Poem for a Tuesday – “The Guest” by Wendell Berry

“Washed into the doorway

by the wake of traffic,

he wears humanity

like a third-hand shirt

-blackened with enough of

Manhattan’s dirt to sprout

a tree, or poison one.

His empty hand has led him

where he has come to.

Our differences claim us.

He holds out his hand,

in need of all that’s mine.

And so we’re joined, as deep

as son and father.  His life

is offered me to choose.

Shall I begin servitude to

him?
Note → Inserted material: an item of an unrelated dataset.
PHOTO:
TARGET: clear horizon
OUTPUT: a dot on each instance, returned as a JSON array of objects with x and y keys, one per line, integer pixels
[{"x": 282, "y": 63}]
Let this cup pass.

Who am I? But charity must

suppose, knowing better,

that this is a man fallen

among thieves, or come

to this strait by no fault

-that our difference

is not a judgment,

though I can afford to eat

and am made his judge.

I am, I nearly believe,

the Samaritan who fell

into the ambush of his heart

on the way to another place.

My stranger waits, his hand

held out like something to read,

as though its emptiness

is an accomplishment.

I give him a smoke and the price

of a meal, no more

-not sufficient kindness

or believable sham.

I paid him to remain strange

to my threshold and table,

to permit me to forget him-

knowing I won’t.  He’s the guest

of my knowing, though not asked.”

— from Wendell Berry Collected Poems: 1957-1982. San Francisco: North Point Press, 1984.